If you own a Palm Pilot, you’re probably already playing Dope Wars, the most popular game currently available for the Palm.  For those whose lives aren’t ruled by pocket circuitry (and may therefore be unaware), Dope Wars is essentially an accounting game: starting with $2000, players must make money by buying and selling a variety of illegal drugs, avoiding various hazards such as cops and muggers while trafficking among different neighborhoods within the city.

Blow, starring Johnny Depp, plays out like a true-life version of Dope Wars.  Depp plays George Jung, the American cocaine smuggler who established the first vital link between Pablo Escobar’s Colombian cartel and the United States in the 1970’s.  Jung was the original Candyman; according to him, if you snorted coke in the late ’70s or early ’80s, there’s an 85% chance it came from him.
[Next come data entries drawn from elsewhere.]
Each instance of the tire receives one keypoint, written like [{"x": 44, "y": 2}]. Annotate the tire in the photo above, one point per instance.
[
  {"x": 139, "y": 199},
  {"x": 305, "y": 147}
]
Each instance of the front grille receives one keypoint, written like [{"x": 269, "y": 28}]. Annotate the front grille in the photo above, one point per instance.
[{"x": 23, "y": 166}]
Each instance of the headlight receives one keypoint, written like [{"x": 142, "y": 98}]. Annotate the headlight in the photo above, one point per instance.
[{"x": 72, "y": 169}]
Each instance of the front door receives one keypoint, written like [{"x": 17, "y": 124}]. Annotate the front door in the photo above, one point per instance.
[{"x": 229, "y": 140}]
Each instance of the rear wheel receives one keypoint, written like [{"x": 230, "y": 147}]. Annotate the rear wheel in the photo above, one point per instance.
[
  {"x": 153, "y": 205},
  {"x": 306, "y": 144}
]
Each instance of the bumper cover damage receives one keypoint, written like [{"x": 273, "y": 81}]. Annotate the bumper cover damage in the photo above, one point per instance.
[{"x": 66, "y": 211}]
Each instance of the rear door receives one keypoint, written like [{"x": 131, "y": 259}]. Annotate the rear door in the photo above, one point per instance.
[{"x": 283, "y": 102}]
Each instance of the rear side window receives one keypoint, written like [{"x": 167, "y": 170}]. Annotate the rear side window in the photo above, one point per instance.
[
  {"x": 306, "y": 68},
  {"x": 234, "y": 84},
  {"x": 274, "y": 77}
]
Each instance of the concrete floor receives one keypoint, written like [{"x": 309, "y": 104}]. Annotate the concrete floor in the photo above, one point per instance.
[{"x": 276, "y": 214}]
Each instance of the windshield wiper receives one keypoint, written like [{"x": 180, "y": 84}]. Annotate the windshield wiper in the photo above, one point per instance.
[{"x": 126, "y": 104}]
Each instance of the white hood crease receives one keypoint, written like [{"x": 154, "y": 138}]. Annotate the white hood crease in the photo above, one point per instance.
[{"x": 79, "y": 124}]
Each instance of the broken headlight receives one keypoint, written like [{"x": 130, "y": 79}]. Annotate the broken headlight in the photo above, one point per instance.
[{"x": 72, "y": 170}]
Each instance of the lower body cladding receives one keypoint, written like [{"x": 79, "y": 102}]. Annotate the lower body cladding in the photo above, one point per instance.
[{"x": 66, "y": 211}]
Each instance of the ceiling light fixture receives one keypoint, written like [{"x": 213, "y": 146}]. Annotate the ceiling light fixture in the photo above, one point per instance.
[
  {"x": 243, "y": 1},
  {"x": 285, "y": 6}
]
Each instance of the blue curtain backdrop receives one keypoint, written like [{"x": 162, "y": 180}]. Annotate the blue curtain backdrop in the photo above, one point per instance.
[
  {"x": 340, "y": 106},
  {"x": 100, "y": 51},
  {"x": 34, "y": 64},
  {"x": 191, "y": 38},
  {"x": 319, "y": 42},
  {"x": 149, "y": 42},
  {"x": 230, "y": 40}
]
Too many cinematic drug sagas have been foisted on the world already, but Blow does offer a fairly unique perspective.  Jung’s remarkable story reads like anti-drug propaganda: initial dabblings in pot lead directly to the irresistible lure of cocaine.  With a head for business and great people skills, Jung sees the lucrative opportunities in drug trafficking as a way to avoid the financial burdens his parents endured.  He’s great at smuggling;  his only handicap is the women in his life: his mother (Rachel Griffiths), a failed social-climber, seems jealous of his success, and his wife (Penelope Cruz) likes only cocaine more than money.  Lamentably, Jung doesn’t learn the lesson his father (Ray Liotta) tried to teach – money doesn’t matter – until too late, costing him dearly.

Director Ted Demme uses various camera techniques to give each decade a distinctive (and sometimes authentic) look.  The ever-reliable Depp advances through three decades in a fierce wardrobe and an assortment of bad wigs, false mustaches and bushy sideburns that detract only slightly from his nuanced performance.  With their progressively worsening old-age makeup, Liotta and Griffiths don’t fare nearly as well.  And a nearly unrecognizable Paul Reubens (formerly Pee-wee) beguiles as a flaming hairdresser/drug dealer with a lisp that lingers in the air minutes after he finishes speaking.

Slow and cliched at times, the film does manage to sustain empathy for Jung as he unwittingly sacrifices everything important to him during the course of his career.  The lessons gleaned here are far from original, but the story’s fact-based origins make them seem somehow significant. As a photo of the real Jung at the end reminds us:  unlike Dope Wars, this was no game.